和田アキ子が司会を務める「アッコにおまかせ!」の来年3月いっぱいでの終了が先月、発表された。昨年から終了を検討されていたなか、番組が今年40周年を迎えたタイミングを待っての決断だったという。
思い出すのは和田が「紅白」に落選した2016年。出場すればキリのいい40回目の出場だったが、かなわなかった。和田は「もう紅白は見ない」と、ダダっ子のように自身のラジオで悔しさを爆発させていた。TBSはこのことを学び(?)40周年の節目を選んだと思う。冠番組を長きにわたり続けてきた和田の功績に対し最大限の配慮だったのかもしれない。
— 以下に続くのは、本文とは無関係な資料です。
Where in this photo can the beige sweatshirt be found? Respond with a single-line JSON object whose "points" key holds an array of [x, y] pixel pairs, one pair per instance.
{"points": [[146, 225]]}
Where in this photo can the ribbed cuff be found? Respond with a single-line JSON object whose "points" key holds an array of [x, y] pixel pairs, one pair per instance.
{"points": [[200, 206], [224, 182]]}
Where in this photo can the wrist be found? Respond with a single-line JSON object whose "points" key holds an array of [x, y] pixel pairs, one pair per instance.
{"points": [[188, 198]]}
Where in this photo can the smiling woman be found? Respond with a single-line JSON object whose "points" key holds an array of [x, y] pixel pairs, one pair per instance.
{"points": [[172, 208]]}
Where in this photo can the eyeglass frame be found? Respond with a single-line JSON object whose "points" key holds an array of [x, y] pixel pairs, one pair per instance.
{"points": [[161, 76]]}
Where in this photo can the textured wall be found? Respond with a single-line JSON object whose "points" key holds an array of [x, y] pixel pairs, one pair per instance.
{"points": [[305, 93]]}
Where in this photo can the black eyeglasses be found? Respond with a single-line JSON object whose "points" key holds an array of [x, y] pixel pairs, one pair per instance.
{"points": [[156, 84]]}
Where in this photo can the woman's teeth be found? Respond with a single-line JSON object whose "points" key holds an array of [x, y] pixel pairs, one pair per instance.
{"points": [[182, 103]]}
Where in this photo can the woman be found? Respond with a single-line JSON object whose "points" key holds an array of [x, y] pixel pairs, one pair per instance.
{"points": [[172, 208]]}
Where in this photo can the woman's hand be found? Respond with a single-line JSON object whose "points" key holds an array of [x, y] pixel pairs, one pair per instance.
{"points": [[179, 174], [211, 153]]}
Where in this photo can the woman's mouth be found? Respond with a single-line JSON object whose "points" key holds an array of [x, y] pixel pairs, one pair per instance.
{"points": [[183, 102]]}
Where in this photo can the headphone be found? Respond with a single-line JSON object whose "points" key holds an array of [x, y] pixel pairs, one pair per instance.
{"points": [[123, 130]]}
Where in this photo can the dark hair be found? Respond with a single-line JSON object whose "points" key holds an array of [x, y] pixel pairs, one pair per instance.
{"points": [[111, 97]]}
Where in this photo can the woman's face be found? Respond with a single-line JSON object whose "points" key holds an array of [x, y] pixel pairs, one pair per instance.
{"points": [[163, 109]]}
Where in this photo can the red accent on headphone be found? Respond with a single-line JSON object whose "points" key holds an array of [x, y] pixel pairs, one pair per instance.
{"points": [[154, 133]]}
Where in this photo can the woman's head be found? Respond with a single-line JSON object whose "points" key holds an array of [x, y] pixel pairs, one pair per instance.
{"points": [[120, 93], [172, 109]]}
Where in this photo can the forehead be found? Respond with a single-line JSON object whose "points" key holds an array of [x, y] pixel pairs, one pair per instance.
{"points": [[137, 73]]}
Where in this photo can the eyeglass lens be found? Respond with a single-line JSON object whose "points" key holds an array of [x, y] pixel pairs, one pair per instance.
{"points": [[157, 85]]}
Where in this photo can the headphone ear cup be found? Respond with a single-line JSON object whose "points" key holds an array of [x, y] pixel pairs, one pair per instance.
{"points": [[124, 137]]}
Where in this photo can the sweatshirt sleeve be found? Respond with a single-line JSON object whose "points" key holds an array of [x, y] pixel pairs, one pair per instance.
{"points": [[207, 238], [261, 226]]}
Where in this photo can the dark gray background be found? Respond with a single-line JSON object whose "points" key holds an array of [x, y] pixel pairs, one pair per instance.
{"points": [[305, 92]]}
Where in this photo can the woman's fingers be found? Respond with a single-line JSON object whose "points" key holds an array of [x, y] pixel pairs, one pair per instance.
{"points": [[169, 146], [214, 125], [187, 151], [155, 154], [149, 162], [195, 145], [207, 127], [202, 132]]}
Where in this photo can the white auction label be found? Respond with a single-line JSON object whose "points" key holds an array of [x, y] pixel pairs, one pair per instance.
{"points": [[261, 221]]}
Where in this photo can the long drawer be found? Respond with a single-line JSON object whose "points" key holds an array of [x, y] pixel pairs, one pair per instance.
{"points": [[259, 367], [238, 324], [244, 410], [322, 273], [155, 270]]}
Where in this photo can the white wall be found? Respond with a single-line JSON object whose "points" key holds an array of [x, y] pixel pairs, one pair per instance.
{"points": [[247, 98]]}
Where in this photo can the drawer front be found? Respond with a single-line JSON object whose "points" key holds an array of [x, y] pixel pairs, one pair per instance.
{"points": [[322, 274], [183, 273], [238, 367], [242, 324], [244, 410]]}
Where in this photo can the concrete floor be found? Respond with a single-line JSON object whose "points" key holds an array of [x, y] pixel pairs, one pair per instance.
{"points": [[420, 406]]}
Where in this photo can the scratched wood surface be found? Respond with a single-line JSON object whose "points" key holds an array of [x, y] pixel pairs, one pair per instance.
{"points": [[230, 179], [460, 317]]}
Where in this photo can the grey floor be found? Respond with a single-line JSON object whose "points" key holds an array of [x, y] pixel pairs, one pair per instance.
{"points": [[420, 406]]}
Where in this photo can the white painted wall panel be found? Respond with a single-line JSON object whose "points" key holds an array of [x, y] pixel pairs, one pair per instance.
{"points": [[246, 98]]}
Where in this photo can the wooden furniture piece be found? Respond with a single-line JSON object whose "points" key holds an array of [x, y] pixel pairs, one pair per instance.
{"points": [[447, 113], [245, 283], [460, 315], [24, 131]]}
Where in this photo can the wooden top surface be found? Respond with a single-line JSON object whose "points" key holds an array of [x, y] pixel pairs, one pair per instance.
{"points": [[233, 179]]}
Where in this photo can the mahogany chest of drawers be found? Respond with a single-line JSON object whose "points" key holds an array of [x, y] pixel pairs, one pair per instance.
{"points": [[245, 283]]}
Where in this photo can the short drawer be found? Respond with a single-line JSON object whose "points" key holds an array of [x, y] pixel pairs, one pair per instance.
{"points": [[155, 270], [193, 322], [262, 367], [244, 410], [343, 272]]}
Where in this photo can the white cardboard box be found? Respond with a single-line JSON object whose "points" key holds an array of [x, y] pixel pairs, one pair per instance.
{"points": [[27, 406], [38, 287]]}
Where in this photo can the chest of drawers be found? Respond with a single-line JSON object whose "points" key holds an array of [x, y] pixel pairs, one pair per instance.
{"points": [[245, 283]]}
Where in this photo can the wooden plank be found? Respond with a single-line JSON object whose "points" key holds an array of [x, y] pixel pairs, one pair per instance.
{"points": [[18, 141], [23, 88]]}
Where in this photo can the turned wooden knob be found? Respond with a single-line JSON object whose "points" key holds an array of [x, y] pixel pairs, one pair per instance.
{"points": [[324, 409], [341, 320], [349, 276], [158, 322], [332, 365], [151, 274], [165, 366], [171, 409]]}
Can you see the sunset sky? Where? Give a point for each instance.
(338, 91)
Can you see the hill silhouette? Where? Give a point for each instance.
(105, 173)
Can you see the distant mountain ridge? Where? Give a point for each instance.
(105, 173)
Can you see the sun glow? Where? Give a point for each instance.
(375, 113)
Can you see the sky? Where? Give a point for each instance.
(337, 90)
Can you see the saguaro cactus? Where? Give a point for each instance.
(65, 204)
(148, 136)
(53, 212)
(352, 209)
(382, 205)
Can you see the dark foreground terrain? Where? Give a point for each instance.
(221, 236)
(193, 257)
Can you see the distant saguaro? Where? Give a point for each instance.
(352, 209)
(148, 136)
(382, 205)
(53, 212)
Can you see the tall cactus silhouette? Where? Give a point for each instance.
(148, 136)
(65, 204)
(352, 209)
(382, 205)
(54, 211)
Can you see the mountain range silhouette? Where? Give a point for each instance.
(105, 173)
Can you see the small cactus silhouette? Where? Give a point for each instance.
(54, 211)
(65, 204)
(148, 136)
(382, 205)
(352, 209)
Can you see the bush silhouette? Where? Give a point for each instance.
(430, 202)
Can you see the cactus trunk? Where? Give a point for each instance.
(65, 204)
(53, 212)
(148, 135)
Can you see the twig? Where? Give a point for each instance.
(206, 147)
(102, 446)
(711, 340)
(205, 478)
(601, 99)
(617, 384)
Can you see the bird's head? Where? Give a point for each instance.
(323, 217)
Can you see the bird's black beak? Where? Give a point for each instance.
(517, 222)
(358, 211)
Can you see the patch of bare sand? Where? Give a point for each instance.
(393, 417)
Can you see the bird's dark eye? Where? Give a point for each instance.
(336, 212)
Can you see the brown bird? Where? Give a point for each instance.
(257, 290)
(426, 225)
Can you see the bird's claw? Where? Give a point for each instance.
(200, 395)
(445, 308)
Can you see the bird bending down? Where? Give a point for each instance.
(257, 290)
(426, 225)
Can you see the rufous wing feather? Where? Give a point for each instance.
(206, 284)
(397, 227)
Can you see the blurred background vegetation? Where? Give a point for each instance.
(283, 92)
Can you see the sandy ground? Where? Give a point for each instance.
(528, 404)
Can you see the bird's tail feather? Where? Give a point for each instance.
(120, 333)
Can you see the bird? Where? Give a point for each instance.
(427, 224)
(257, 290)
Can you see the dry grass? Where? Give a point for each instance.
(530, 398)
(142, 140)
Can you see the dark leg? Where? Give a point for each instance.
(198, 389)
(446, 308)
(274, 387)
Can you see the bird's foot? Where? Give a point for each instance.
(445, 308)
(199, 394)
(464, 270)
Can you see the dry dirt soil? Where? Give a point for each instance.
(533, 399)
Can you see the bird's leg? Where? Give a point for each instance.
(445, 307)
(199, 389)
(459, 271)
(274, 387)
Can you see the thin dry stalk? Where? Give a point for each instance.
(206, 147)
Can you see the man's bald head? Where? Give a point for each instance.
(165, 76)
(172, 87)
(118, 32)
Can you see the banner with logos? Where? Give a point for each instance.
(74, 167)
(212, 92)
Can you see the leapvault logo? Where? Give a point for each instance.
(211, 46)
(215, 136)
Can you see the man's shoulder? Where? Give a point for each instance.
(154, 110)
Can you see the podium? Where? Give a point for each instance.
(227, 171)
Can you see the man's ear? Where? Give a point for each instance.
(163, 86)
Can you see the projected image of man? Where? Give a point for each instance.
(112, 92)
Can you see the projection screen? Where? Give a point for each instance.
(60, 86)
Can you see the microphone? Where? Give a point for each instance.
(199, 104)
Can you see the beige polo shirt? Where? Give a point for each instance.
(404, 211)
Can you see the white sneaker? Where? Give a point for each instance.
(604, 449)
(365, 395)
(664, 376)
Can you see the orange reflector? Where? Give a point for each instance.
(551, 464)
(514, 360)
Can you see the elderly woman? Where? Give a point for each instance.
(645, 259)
「歌手の夢」ともいわれた紅白も近年は自ら辞退する人も増え、出場にこだわりを持つ歌手は少ない。「大晦日にNHKが放送する大型歌番組」というぐらいの位置づけになった。
紅白に関する報道も減少傾向だが、今後は和田も務めた経験のある“トリ”を務める歌手の名が話題となるはずだ。
トリといえば北島三郎や五木ひろし、石川さゆりら演歌歌手が主流だった。最近は演歌歌手の出場が減り、2020年以降、福山雅治とMISIAが5年連続で務めてきた。今年も2人が有力ともいわれるが、トリはじっくり聴かせる今年の歌い収め。頼れるのはベテラン歌手。
今年の出場者で最年長は77歳の布施明と76歳の高橋真梨子の2人。デビュー60周年の節目を迎えた布施は実に16年ぶりの出場。高橋は昨年に続き7回目。圧倒的な歌唱力を持つ布施と高橋。トリにもっともふさわしいと思うが──。
ここで注目したいのは高橋だ。普段ほとんどテレビに出ず、「歌の伝道師」としてコンサート中心に活動。紅白も「スケジュールが空いていれば出る」と出演に重きを置いていない。くだんの和田とは好対照な歌手だが、2人のここまでの足跡はよく似ている。
福岡生まれの高橋は中学時代からナイトクラブで歌い、大手芸能プロにスカウトされ上京。アイドル路線を嫌いアーティストとして17歳でプロ歌手になった。ライブハウスなどでの活動を経て“ペドロ&カプリシャス”のボーカルで世間に認知された。ソロになってからも「桃色吐息」などヒット曲を連発。直立不動の姿勢でマイクの前に立ち、両手を前で合わせ淡々と歌い上げる歌唱スタイルは今も変わらず、多くのファンを魅了している。
1歳年下でデビューも2年後だった和田も15歳で大阪のジャズ喫茶で歌っていた。大手芸能プロにスカウトされ18歳でデビュー。
「和製リズム・アンド・ブルースの女王」と呼ばれ、圧倒的な歌唱力で歌謡界に旋風を巻き起こした。「あの鐘を鳴らすのはあなた」で日本レコード大賞最優秀歌唱賞を受賞するなどヒット曲を出し歌手の地位を確立。将来、歌謡界を背負って立つと期待されたが、ここから先が分かれ道になった。
「若い歌手は可能性を求めてタレント、女優なども並行してやらせて可能性を見定める」時代だったこともあり、和田は「うわさのチャンネル」などバラエティーに進出。「ゴッド姉ちゃん」と呼ばれタレントの才能が開花。やがてタレント業に重心を移し人気を博した。歌手の実績は次第に人々の脳裏から薄れ、若者の中には「歌手だったんだ」と驚く人もいた。
タレントは番組に呼ばれなくなれば、仕事はなくなる。歌手は声が出る限り歌い続けることができる。
和田と高橋。それぞれの生き方は後輩たちの指針になるだろう。